Despite noisy holiday volume data, by most measures trucking markets are continuing their recovery. Week-over-week comparisons look dramatic and make that progress look faster than it actually is: remember that rates are relatively low, capacity is relatively loose, and spot volumes—but not contracted volumes—are soft relative to last year.
That said, we are watching spot rates on lanes heading into undesirable backhaul markets. Those lanes tend to be the first markets where carriers recover pricing power and begin to charge freight brokers more on a per-mile basis. The Los Angeles to Seattle lane led the way out of the mid-April trough and is continuing to see strong movement to the upside; if the pattern holds, LA to Dallas and Chicago to Atlanta will gain momentum.
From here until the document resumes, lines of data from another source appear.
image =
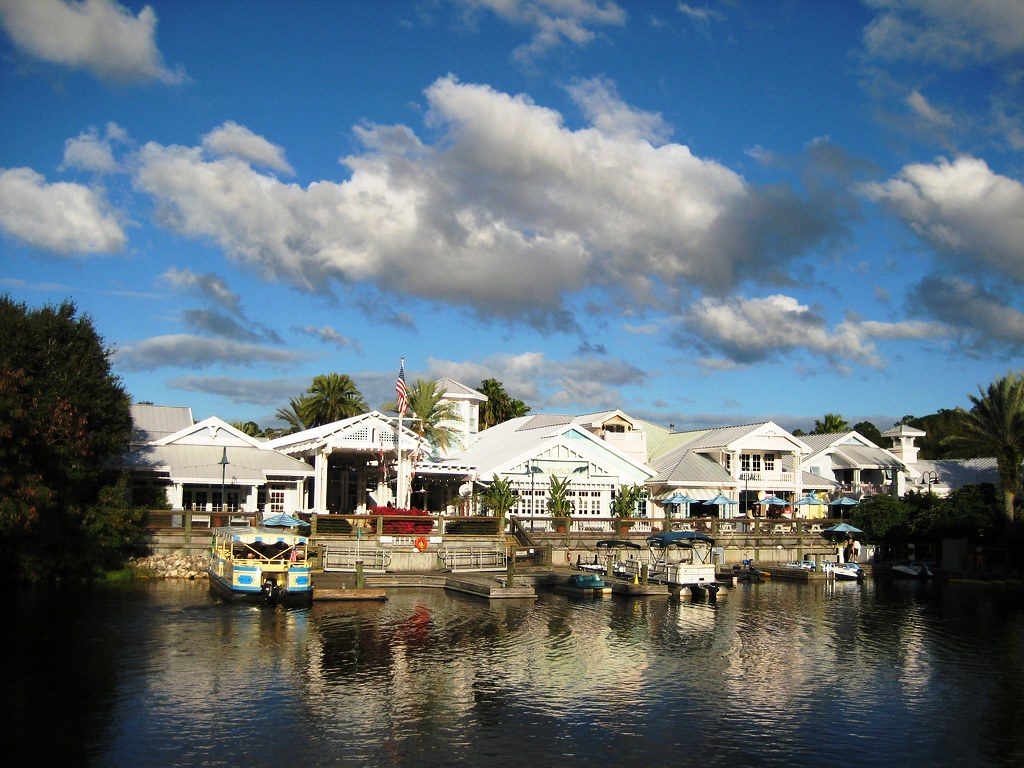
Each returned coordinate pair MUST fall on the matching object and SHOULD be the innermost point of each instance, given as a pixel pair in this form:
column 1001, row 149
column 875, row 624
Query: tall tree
column 64, row 418
column 431, row 412
column 499, row 497
column 994, row 425
column 829, row 424
column 331, row 397
column 500, row 406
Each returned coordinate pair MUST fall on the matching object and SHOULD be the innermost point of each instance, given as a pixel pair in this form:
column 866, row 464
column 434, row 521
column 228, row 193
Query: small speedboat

Spot rates from Los Angeles to Dallas are now what we would consider healthy, matching some peak levels from prior years, as we outline below. The problem is that spot volumes are not there in sufficient force to inflate the whole market: large-asset based carriers are still accepting more than 95% of their tendered loads, starving spot markets of freight.
The number to watch going forward, especially as Memorial Day noise works through our volume data’s seven-day moving average, is the national outbound tender rejection index (OTRI.USA in SONAR). When OTRI reaches 7-10%, carriers will have regained meaningful pricing power, routing guide compliance may worry shippers, and spot markets will begin heating up.